The year 2020 started out the ways years around here start.  Conversations start and end with the state of the weather. After a short break for the Christmas season, Betty and her helpers take the decorations off the tree and drag it to the back room.  Card groups start to play on Tuesday and Friday afternoons, and the Wednesday drop-in opens up. Soon the red valentine decorations come out and later taken down again to make room in March for St. Patrick’s Day greenery.  We planned a St. Patrick’s Day luncheon. The tables were prepared for the big event.

Then COVID struck its miserable face into our lives and a closed sign was stuck on our door.  We kept the decorations up hoping things would go back to normal soon, after all, Canada had chased SARS out of the country without much disruption to everyday life.

We opened the door again in August, laughed at the St. Patrick’s Day decorations and debated whether we should just leave them up. We began to play cards again and we opened on Wednesdays for drop in.  One of us would arrive 30 minutes early to sanitize the tables and chairs and to start the coffee. Everyone arrived in their colourful homemade masks and pumped sanitizer on hands before signing in. We’d stand 6 feet from our good friends and make hugging motions.  Not the perfect scenario but it would have to do. It was great to see each other again and soon it was like we’d never been apart. That’s what good friendships are like.

By December Betty and Linda had dragged the tree back in place and the Christmas decorations appeared.  We were having our annual Christmas dinner again on December 6th, but as a take out.  The response was terrific and no-one seemed to mind that their dinner came in a brown paper bag.  On the 11th we played cards. On the 14th someone felt sick and we immediately put the closed sign back up. People began to get tested and quarantine began. By Boxing Day the province was in lock-down. We began programs in February only to be in Code Red by the middle of March. Although we had no cases in our town, the major hospitals in NW Ontario were full and we could not afford to risk illness of any kind.

This lockdown began on March 15th and will affect a major plan in the works, but we have jumped a lot of hurdles over the past year and we will make this work too.  In August of 2020 we applied for a grant from the Ontario Government. We felt there was a real need for our seniors to get some basic training on computers and cell phones. There were stories about the electronic gifts seniors were getting from their kids and they were afraid to touch them because they didn’t know how to use them. Most of our seniors never worked with anything more sophisticated than a typewriter, if that!

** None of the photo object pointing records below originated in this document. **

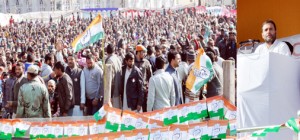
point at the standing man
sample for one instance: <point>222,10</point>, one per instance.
<point>116,75</point>
<point>215,85</point>
<point>132,85</point>
<point>145,67</point>
<point>64,89</point>
<point>8,92</point>
<point>161,88</point>
<point>78,80</point>
<point>47,72</point>
<point>271,43</point>
<point>174,60</point>
<point>33,101</point>
<point>93,85</point>
<point>231,47</point>
<point>21,80</point>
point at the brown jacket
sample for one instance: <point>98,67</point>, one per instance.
<point>65,91</point>
<point>17,85</point>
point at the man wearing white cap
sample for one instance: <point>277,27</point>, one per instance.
<point>33,101</point>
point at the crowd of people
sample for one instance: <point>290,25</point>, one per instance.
<point>151,57</point>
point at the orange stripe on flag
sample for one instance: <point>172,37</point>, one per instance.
<point>191,77</point>
<point>94,22</point>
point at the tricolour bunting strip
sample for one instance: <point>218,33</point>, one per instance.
<point>109,119</point>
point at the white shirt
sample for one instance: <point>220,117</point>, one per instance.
<point>127,73</point>
<point>161,93</point>
<point>220,61</point>
<point>182,70</point>
<point>276,47</point>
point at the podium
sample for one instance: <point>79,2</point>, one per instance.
<point>268,92</point>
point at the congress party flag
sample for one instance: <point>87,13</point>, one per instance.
<point>201,73</point>
<point>100,114</point>
<point>93,33</point>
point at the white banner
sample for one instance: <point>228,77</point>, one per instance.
<point>268,91</point>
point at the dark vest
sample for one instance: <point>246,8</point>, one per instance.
<point>75,76</point>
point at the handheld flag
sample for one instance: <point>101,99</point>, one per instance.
<point>201,72</point>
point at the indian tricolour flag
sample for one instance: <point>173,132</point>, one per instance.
<point>201,72</point>
<point>93,33</point>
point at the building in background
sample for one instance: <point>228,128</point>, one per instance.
<point>25,6</point>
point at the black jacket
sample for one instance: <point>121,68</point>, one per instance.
<point>134,87</point>
<point>65,91</point>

Our grant application requested funds to cover some equipment for the depot as well as wages for instructors to hold classes for any local senior who wants to learn. We were so happy to learn that we qualified for a $25,000 grant. The first installment finally came at the end of February.  This did not give us time to put the plan into action, as the deadline was March 31! We requested and were approved an extension to the end of June. Equipment has been ordered, Instructors hired and we plan to start classes on April 6…under any COVID restrictions.  Masks are required to be worn by all.

The course is free to anyone over 55 years of age, but a membership in the depot ($20) is required. Your membership is good for any activities that we put on. There may be an extra charge for some programs to cover costs.